PKI and the anticipation of NIST-Approved Quantum-Resistant Algorithms in 2024

As organizations anticipate the release of NIST approved standards this year, specifically, the new Lattice-based Digital Signature Standard, SafeCipher have put together a list of actions for PKI construction to help organizations embark on the journey.

Building a New CA

1. Regulatory and Standards Compliance: Ensure the new CA is designed to be compliant with relevant regulations and standards (e.g., NIST post-quantum standards, WebTrust, ETSI).

2. Future-Proof Technology Selection: Choose technology solutions (HSMs, CA software) that are not just compliant with current standards but are also expected to support future quantum-resistant algorithms.

3. Flexible Architecture: Design the CA infrastructure with flexibility in mind to accommodate updates to algorithms and policies with minimal disruption.

4. Audit and Certification: Plan for and engage with auditors who are knowledgeable in post-quantum cryptography to certify your CA under the new standards.

5. Vendor Engagement: Engage with vendors to understand their roadmaps for quantum-resistant solutions and establish SLAs that account for future upgrades.

6. Pilot Programs: Once the new algorithms are available, run pilot programs to gain experience with the operational aspects of the new CA.
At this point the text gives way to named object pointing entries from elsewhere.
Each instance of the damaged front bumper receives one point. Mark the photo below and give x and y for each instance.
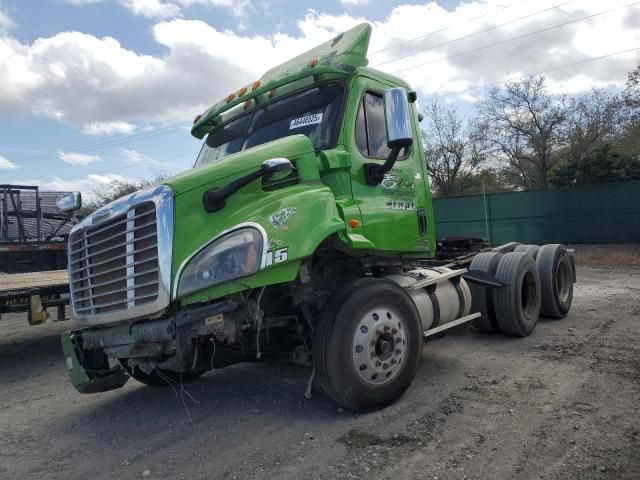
(94, 357)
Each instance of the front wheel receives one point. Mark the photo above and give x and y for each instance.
(368, 344)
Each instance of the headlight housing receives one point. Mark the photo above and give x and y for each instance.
(234, 255)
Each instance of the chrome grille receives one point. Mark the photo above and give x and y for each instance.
(114, 266)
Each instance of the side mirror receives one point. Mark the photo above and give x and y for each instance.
(272, 169)
(397, 119)
(276, 168)
(398, 125)
(69, 202)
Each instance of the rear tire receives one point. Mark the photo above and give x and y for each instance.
(482, 297)
(367, 345)
(530, 249)
(556, 280)
(517, 303)
(156, 379)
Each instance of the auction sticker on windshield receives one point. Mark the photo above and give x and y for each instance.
(306, 120)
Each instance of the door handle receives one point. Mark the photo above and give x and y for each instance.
(422, 222)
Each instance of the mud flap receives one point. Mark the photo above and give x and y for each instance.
(82, 380)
¬†7. Stakeholder Involvement: Involve internal and external stakeholders early in the process to understand their requirements and ensure the CA’s services will be aligned with their needs.

8. Security Practices: Establish strong security practices around the CA’s operations, including physical security, personnel security, and cybersecurity.

9. Interoperability Testing: Test the interoperability of the new CA with existing systems and software that will rely on its certificates.

10. Phased Rollout: Consider a phased approach to rolling out the new CA to manage risks effectively.

Rekeying Internal CA PKI

1. Assessment of Current PKI: Evaluate the existing PKI setup, including certificate policies, lifecycle, HSM capabilities, and software dependencies.

2. Policy Update: Update your Certificate Policy (CP) and Certificate Practice Statement (CPS) to accommodate future algorithms and outline the transition process.

3. Algorithm Selection: Stay informed about the NIST-approved algorithms and be prepared to select suitable quantum-resistant algorithms once they are announced.

4. Compatibility Check: Ensure that the chosen algorithms are compatible with the existing infrastructure or determine what upgrades will be necessary.

5. HSM Upgrade/Replacement: Work with vendors to understand the timelines for HSMs that support quantum-resistant algorithms and plan for upgrades or replacements.

6. Key Management: Implement robust key management practices that will facilitate a smooth transition to new algorithms, including key generation, storage, and destruction processes.

7. Test Environment: Set up a parallel test environment that incorporates the new algorithms to conduct thorough testing without affecting the current infrastructure.

8. Training: Train the relevant staff on new processes and technologies to ensure operational efficiency once the transition begins.

9. Transition Plan: Develop a detailed transition plan for rekeying that includes timelines, responsibilities, and rollback procedures in case of issues.

10. Communication: Communicate the upcoming changes to all stakeholders, including timelines and expected actions on their part, if any.

Continuous Monitoring and Updating

Monitor Industry Developments: Keep abreast of industry developments in quantum computing and cryptography to anticipate future changes.

Regular Review and Update Cycles: Set regular intervals to review and update your PKI infrastructure and CA setup in response to emerging threats and technology updates.

In both rekeying your internal PKI and building a new CA, it’s crucial to maintain flexibility and prepare for ongoing updates. Transitioning to post-quantum cryptography is not a one-time event but a continual process that will require regular updates and adjustments as the field evolves and as new threats and technologies emerge.